На благородном и ясном челе шведского офицера выступили глубокие складки.
— Радикально изменить заведенные здесь раз порядки, разумеется, не в моей власти, — серьезно проговорил он. — Но против холода и сырости можно будет принять некоторые меры. Хлеба вам, по крайней мере, надеюсь, доставляют в достаточном количестве?
— Голодной смертью, пожалуй, не помру, хотя не ручаюсь: досыта я ни разу еще не наедался.
— Ну, для вас лично мне, может быть, удастся выхлопотать увеличенную порцию. Относительно предоставления вам и другого рода пищи я имел вчера довольно крупный разговор с комендантом. Но он у нас, знаете, большой формалист и ни для кого не допускает изъятий из общих правил.
При этих словах фон Конов случайно заглянул в стоявшую на столе кринку с молоком, и лицо его осветилось довольной улыбкой.

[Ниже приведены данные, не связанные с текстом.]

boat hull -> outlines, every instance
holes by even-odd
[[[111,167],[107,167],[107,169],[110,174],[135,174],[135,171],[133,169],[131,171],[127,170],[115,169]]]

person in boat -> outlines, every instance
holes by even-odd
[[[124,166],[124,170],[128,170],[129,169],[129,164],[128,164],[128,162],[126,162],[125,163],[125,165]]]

— Эге! Да у вас тут молоко? Каков комендант-то! Ни словом ведь не обмолвился: устыдился своего послабления.
— Это не комендант… — замялся Иван Петрович. — Комендант даже, кажется, не подозревает…
— Ну, так и я тоже ничего не видел, ничего не знаю! Вы, мосье, пожалуйста, не считайте нас, шведов, какими-то выродками рода человеческого. Но законы войны у нас, потомков древних норманских викингов, львов севера, суровее, чем где-либо на юге Европы. Недаром и государственный герб наш изображает прыгающего льва. Не наша вина, согласитесь, что вы попали к нам.

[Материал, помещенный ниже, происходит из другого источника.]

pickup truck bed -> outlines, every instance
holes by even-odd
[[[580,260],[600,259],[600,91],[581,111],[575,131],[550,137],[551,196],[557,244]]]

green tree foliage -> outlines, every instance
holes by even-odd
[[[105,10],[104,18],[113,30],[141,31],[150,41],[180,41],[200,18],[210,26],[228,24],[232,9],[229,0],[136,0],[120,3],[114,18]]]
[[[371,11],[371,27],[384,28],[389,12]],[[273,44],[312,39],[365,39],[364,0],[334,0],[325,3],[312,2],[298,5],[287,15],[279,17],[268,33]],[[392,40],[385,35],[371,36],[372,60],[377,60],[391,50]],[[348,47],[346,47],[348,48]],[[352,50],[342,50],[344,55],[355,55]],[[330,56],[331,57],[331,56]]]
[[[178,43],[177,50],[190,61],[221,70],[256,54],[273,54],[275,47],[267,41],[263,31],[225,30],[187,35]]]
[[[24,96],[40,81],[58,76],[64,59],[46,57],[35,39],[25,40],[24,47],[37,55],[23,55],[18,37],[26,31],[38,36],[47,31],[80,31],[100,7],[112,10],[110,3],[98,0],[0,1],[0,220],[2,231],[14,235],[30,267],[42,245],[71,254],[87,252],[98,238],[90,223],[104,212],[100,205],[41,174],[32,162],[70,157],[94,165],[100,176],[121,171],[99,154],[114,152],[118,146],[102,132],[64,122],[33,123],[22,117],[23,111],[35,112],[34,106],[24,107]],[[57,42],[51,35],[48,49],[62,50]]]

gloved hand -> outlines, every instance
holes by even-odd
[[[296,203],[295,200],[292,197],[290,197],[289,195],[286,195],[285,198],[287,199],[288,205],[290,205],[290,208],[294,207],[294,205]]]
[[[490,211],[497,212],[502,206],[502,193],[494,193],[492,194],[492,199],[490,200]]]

— В львиную пасть? — подхватил Спафариев. — Впрочем, теперь-то я уже не в пасти, а в желудке и могу вас честью заверить, что в желудке этом вовсе не уютно.
— Я с удовольствием вижу, мосье, что прежний юмор не совсем еще покинул вас.
— О-хо-хо! Юмор мой, как выражаются немцы, висельный — Galgenhumor.
— Но он вас все-таки несколько поддержит до лучших дней. Все ведь мы и ваш покорный слуга колодники, но волочим на ногах незримые оковы!
И фон Конов подавил тайный вздох.
— Вы, господин майор, говорите о лучших днях, — продолжал Иван Петрович. — Стало быть, в моем положении есть поворот к лучшему?
— Как вам сказать, дорогой мой?.. Особенно утешительного мало. Судебное следствие о вас, как нам уже известно, препровождено в Стокгольм. Но там не пришли к какому-либо окончательному решению…
— За недостатком улик?
— Не смею вам сказать. Словом, признано было нужным иметь по вашему делу указания свыше. Король же наш в настоящее время, как вы знаете, в Польше, на походе, и ему теперь, конечно, не до нас с вами.
— Так что дело мое ему до сих пор, пожалуй, вовсе и не доложено?
— Когда я уезжал из Кракова, оно только что лишь поступило в походную канцелярию его величества. Сообщение между Швецией и остальной Европой, а также и Ниеншанцем в зимнюю пору так затруднено, что решения вашего вы дождетесь, очень может статься, не ранее открытия навигации.